Thanks to incorruptible Senator Bernie Sanders, who describes himself as a democratic socialist, the Federal Reserve has been forced to reveal information regarding loans that it tried hard to keep secret. Here’s what we are finding, according to IPS:
The Fed provided loans to JP Morgan Chase bank to acquire Bear Stears, a failed investment firm; provided loans to keep American International Group (AIG), a multinational insurance corporation, afloat; extended lending commitments to Bank of America and Citigroup; and purchased risky mortgage-backed securities to get them off private banks’ books. Overall, the greatest borrowing was done by a small number of institutions. Over the three years, Citigroup borrowed a total of 2.5 trillion dollars, Morgan Stanley borrowed two trillion; Merryll Lynch, which was acquired by Bank of America, borrowed 1.9 trillion; and Bank of America borrowed 1.3 trillion.
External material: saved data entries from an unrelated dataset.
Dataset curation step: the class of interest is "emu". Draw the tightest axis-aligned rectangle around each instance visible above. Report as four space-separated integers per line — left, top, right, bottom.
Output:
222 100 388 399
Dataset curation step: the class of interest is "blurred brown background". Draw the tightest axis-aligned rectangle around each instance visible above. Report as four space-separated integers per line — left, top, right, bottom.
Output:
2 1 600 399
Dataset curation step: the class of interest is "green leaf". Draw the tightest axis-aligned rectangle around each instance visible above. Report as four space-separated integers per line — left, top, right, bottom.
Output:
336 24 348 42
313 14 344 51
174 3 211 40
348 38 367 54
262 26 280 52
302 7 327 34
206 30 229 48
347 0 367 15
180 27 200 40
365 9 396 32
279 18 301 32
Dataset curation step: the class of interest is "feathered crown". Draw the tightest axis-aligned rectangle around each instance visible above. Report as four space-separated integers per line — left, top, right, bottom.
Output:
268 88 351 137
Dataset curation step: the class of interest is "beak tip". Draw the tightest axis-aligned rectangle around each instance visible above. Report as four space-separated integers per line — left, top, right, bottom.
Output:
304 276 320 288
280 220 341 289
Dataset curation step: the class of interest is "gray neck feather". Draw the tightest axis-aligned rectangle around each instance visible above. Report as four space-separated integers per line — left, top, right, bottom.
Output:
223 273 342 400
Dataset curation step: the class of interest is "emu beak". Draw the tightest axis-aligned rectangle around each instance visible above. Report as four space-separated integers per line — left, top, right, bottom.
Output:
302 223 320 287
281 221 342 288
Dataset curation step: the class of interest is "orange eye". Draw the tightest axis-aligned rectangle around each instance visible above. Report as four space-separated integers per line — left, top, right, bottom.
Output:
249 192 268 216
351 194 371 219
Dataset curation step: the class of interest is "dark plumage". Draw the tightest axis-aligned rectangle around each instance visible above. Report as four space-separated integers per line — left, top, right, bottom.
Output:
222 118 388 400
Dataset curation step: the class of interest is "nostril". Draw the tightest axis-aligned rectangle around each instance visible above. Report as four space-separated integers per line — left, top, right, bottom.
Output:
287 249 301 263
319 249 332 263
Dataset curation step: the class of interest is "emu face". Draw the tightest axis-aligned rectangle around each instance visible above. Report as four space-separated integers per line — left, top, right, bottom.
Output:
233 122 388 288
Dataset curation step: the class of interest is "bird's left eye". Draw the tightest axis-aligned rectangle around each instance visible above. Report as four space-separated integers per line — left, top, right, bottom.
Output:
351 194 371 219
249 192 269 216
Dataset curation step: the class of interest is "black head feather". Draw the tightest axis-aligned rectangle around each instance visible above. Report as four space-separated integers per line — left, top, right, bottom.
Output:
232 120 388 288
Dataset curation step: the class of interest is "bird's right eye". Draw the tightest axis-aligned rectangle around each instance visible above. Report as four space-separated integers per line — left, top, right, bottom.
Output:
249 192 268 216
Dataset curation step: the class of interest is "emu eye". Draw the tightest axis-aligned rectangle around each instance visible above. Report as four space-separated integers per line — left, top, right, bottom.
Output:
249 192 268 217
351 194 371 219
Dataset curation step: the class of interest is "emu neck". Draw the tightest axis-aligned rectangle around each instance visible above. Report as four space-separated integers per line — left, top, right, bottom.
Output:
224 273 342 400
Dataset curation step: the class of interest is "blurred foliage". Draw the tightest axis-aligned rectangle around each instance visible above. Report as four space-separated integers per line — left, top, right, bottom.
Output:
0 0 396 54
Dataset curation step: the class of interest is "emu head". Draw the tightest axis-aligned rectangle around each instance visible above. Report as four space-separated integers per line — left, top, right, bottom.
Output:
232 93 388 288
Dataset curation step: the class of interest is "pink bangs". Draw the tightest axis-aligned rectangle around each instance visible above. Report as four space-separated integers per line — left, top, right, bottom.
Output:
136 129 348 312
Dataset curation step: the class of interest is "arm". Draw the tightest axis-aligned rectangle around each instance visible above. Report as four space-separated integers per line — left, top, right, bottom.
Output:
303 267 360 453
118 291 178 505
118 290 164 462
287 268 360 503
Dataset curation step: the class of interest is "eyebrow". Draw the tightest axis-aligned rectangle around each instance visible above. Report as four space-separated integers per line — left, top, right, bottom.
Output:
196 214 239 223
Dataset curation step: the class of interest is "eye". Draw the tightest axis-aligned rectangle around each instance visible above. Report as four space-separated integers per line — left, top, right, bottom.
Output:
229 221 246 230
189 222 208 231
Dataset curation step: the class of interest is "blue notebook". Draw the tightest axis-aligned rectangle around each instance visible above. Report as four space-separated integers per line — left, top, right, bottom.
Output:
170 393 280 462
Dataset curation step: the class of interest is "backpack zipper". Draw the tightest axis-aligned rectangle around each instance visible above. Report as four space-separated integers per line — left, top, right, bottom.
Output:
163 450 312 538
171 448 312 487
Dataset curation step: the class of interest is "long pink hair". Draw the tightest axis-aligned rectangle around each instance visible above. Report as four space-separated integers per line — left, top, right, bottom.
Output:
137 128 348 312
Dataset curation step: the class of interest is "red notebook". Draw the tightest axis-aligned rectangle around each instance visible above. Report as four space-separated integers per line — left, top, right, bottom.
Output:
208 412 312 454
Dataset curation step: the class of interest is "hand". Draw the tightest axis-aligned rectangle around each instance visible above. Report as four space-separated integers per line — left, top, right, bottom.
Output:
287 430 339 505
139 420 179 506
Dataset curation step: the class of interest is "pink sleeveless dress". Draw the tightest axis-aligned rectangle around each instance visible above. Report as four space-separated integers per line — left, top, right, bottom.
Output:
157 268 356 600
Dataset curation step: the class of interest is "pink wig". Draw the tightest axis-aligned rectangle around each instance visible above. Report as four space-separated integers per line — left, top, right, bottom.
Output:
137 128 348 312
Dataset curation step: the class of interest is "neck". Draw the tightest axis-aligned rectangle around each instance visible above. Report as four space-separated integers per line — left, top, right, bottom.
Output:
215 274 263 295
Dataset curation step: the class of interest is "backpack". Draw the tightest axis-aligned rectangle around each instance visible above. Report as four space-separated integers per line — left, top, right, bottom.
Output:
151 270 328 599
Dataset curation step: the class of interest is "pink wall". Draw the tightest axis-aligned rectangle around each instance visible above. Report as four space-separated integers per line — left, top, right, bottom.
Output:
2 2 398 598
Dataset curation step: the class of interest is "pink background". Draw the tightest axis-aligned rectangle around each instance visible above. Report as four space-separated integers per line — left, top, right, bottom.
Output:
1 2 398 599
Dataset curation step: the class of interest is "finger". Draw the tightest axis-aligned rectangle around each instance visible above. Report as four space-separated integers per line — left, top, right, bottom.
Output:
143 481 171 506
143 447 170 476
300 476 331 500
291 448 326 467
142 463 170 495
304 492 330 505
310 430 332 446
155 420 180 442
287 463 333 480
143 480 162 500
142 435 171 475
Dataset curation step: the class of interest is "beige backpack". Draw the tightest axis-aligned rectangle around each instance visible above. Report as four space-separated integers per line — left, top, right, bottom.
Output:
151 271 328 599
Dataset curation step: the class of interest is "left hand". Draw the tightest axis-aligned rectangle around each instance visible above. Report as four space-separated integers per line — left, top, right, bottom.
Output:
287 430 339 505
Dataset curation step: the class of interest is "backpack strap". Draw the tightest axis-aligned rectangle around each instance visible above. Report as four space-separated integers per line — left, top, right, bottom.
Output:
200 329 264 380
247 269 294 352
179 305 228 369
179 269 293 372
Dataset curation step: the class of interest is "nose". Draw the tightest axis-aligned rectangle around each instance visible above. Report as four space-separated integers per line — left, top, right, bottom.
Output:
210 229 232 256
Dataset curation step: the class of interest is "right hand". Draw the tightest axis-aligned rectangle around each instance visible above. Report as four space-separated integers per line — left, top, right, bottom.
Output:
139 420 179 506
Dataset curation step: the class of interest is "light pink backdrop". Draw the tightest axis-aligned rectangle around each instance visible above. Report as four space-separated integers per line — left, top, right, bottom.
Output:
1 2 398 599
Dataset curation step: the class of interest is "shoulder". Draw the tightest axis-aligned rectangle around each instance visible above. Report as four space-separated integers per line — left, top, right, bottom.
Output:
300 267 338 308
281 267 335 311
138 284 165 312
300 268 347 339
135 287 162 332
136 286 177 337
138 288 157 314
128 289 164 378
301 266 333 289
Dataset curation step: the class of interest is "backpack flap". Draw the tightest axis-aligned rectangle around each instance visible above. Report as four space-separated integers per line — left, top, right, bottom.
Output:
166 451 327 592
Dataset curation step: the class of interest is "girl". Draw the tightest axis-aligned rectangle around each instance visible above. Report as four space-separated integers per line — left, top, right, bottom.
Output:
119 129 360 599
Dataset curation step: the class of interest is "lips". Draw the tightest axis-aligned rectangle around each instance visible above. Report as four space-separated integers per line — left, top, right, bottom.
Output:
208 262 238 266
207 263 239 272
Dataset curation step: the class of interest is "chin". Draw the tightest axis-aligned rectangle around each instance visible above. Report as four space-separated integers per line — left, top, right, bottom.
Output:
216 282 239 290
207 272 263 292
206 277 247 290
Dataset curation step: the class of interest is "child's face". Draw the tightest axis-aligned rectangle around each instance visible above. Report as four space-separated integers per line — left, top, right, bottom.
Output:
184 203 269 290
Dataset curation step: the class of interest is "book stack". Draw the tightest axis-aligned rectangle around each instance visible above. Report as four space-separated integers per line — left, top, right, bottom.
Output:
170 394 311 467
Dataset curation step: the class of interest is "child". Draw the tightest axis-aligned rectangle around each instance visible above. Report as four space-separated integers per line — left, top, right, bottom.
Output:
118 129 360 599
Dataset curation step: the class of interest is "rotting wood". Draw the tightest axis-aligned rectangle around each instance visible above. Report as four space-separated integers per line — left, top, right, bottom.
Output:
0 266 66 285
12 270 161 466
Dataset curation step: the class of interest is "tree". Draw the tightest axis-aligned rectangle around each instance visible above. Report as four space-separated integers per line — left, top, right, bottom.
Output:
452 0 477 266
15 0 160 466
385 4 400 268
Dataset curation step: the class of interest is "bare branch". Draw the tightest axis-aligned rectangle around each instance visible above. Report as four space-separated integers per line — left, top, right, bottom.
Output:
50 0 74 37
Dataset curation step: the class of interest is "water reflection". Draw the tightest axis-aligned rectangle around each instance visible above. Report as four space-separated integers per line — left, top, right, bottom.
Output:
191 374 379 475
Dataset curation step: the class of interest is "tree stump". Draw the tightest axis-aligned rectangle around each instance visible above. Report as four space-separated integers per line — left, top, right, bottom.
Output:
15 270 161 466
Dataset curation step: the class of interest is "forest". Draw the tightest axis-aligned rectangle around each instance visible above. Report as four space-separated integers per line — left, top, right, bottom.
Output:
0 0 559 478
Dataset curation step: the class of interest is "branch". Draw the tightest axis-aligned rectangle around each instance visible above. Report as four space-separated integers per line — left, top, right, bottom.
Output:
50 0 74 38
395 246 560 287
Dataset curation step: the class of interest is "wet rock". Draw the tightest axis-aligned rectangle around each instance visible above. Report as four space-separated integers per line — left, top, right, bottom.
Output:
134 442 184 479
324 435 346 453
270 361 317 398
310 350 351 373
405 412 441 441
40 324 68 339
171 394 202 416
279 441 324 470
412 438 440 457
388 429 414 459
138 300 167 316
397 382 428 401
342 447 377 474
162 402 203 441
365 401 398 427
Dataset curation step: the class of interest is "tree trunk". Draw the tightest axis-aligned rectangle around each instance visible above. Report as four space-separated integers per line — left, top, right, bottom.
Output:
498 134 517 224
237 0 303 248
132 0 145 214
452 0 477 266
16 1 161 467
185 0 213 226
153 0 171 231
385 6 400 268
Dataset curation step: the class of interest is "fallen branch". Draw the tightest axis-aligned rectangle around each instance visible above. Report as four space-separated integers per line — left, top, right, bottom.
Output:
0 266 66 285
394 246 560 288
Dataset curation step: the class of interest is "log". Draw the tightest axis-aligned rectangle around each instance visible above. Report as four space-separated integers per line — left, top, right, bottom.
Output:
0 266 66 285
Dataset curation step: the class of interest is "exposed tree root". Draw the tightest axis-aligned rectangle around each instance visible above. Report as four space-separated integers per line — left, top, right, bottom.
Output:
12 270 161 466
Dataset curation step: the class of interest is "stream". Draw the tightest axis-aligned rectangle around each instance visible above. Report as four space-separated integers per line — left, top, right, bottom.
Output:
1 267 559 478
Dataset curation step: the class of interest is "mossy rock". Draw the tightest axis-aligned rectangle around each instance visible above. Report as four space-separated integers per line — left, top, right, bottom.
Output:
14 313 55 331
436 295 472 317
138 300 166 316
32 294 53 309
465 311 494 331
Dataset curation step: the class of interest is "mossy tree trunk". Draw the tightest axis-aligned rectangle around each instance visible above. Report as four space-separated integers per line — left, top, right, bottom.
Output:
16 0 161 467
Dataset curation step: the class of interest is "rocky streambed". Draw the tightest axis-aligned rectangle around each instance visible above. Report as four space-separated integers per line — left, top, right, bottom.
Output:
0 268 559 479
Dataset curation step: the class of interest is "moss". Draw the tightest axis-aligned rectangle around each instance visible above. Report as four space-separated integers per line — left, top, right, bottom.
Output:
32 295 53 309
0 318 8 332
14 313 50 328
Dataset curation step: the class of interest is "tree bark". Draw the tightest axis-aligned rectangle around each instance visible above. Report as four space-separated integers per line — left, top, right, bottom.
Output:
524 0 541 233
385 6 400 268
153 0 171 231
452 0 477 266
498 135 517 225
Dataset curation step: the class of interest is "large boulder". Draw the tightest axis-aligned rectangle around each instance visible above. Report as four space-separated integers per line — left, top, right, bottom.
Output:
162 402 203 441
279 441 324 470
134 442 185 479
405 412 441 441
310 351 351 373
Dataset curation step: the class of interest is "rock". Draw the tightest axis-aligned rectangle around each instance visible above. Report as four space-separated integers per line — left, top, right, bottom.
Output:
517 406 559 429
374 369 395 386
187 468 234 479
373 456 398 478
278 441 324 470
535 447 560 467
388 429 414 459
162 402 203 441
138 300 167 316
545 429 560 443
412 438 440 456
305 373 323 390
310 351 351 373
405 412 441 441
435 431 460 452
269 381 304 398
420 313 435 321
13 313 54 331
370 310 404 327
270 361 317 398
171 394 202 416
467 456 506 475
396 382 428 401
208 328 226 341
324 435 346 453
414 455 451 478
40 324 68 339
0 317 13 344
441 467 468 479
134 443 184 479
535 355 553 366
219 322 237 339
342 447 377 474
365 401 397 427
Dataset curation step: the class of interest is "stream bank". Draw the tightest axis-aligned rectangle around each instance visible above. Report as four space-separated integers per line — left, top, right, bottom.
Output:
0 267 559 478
I’d call it welfare for the too-big-to-fail. Phase One of the bailout was to address a legitimate liquidity crisis. Phase Two went far beyond this, and was kept secret because the public would never have consented to the above actions Here’s how Economist Randall Wray sums up Phase Two:
“But then it turned to phase two, which was to try to resolve problems of insolvency by increasing Uncle Sam’s stake in the banksters’ fiasco. That never should have been done. You close down fraudsters, period. The Fed and FDIC (Federal Deposit Insurance Commission) should have gone into the biggest banks immediately, replaced all top management, and should have started to resolve them,” Wray said.